Senior Site Reliability Engineer - Storage

at Nvidia
USD 168,000-322,000 per year
SENIOR
✅ Hybrid

SCRAPED

Used Tools & Technologies

Not specified

Required Skills & Competences ?

Ansible @ 4 Chef @ 4 ElasticSearch @ 4 Go @ 6 Grafana @ 4 Kubernetes @ 4 Prometheus @ 4 Kibana @ 4 Python @ 6 AWS @ 4 Azure @ 4 Communication @ 4 Puppet @ 4 Cloud Computing @ 4

Details

NVIDIA is leading the way in developments in Artificial Intelligence, High-Performance Computing, and Visualization. Join our team as a Senior Site Reliability Engineer focused on HPC storage to design, implement, and optimize on-prem High-Performance Computing (HPC) storage solutions while leveraging cloud computing. You will craft and deploy distributed storage solutions, build automation tooling, and ensure efficient operations of a growing IT ecosystem.
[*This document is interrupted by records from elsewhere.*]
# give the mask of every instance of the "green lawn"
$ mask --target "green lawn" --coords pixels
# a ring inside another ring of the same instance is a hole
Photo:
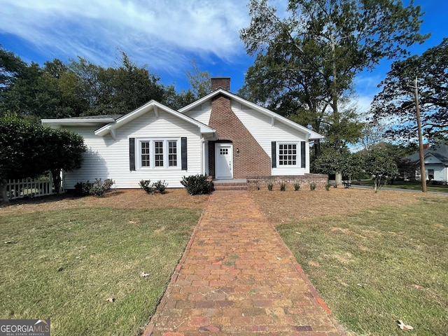
[[[423,198],[277,229],[347,330],[448,335],[448,200]],[[414,330],[400,330],[397,320]]]
[[[373,188],[373,180],[367,179],[361,181],[352,181],[353,185],[358,186],[369,186]],[[394,181],[393,184],[390,181],[387,181],[387,184],[384,186],[382,182],[382,187],[395,188],[398,189],[409,189],[412,190],[421,190],[421,183],[419,181]],[[428,191],[438,191],[440,192],[448,192],[448,186],[426,184],[426,190]]]
[[[0,216],[0,318],[50,318],[52,335],[135,335],[155,312],[200,213]]]

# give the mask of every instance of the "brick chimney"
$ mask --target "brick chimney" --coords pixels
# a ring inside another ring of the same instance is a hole
[[[219,88],[230,90],[230,77],[211,79],[212,90]],[[232,109],[232,99],[226,94],[219,94],[212,98],[209,126],[216,130],[217,142],[231,142],[233,144],[234,178],[271,174],[270,158],[235,115]],[[209,143],[209,158],[214,158],[216,142]],[[209,170],[211,175],[215,175],[214,159],[209,160]]]
[[[211,90],[222,88],[230,91],[230,77],[215,77],[211,80]]]

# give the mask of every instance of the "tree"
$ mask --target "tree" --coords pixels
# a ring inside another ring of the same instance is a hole
[[[25,62],[20,57],[4,49],[0,45],[0,92],[13,84],[25,66]]]
[[[448,38],[428,49],[392,64],[372,103],[374,120],[389,122],[387,134],[407,141],[416,138],[414,78],[419,80],[419,100],[424,134],[429,139],[448,136]]]
[[[195,59],[191,61],[192,72],[187,70],[186,74],[191,90],[197,99],[206,96],[211,91],[211,81],[209,71],[201,71]]]
[[[0,118],[0,195],[3,202],[8,201],[8,179],[35,177],[48,170],[59,190],[60,169],[78,168],[85,150],[80,135],[50,129],[10,113]]]
[[[290,0],[281,15],[267,0],[248,7],[251,24],[240,37],[250,55],[258,54],[242,92],[324,130],[340,153],[359,131],[354,115],[341,108],[355,76],[407,55],[426,37],[419,34],[421,13],[412,1],[403,7],[393,0]]]

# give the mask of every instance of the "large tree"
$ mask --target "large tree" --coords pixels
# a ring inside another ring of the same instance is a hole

You will collaborate with engineering teams, document best practices, and contribute to groundbreaking projects.

Responsibilities

  • Design and implement on-prem HPC infrastructure supplemented with cloud computing to support NVIDIA's IT needs.
  • Design and implement advanced storage solutions, such as high-performance NFS, S3-compatible object storage, and distributed storage systems.
  • Develop tooling to automate deployment and management of large-scale infrastructure environments, automate operational monitoring and alerting, and enable self-service consumption of resources.
  • Document procedures and practices; perform technology evaluations related to distributed file systems.
  • Collaborate across teams to understand developer workflows and gather infrastructure requirements.
  • Influence and guide methodologies for building, testing, and deploying applications to ensure optimal performance and resource utilization.

Requirements

  • BS in Computer Science (or equivalent experience) with 8+ years of relevant experience; MS with 5+ years or Ph.D. with 3+ years of experience.
  • Deep experience with storage protocols such as NFS, NVMe/TCP, S3 and Lustre (LNet).
  • Experience with containerization technologies like Kubernetes and their integration with storage solutions.
  • Proficiency in one or more programming languages (Python, Go) is a must.
  • Experience with monitoring and configuration management tools such as Chef, Ansible, Puppet, Saltstack, etc.
  • Background with cloud infrastructure (AWS, Azure, or Google Cloud).
  • Experience with monitoring stacks such as Prometheus + Grafana and Elasticsearch + Kibana.
  • Excellent communication and collaboration skills.

Ways to Stand Out

  • Knowledge of HPC and AI solution technologies from CPUs and GPUs to high speed interconnects and supporting software.
  • Experience with RDMA (InfiniBand or RoCE) fabrics.
  • Background with HPC cluster management tools such as Slurm, PBS, LSF.
  • Passionate and experienced in AI methodologies.

Compensation & Benefits

  • Base salary ranges by level: Level 4: 168,000 USD - 264,500 USD; Level 5: 200,000 USD - 322,000 USD.
  • You will also be eligible for equity and benefits (link provided in original posting).
  • Applications for this job will be accepted at least until August 24, 2025.

Additional Information

  • #LI-Hybrid (hybrid work arrangement indicated)
  • NVIDIA is an equal opportunity employer committed to diversity and inclusion.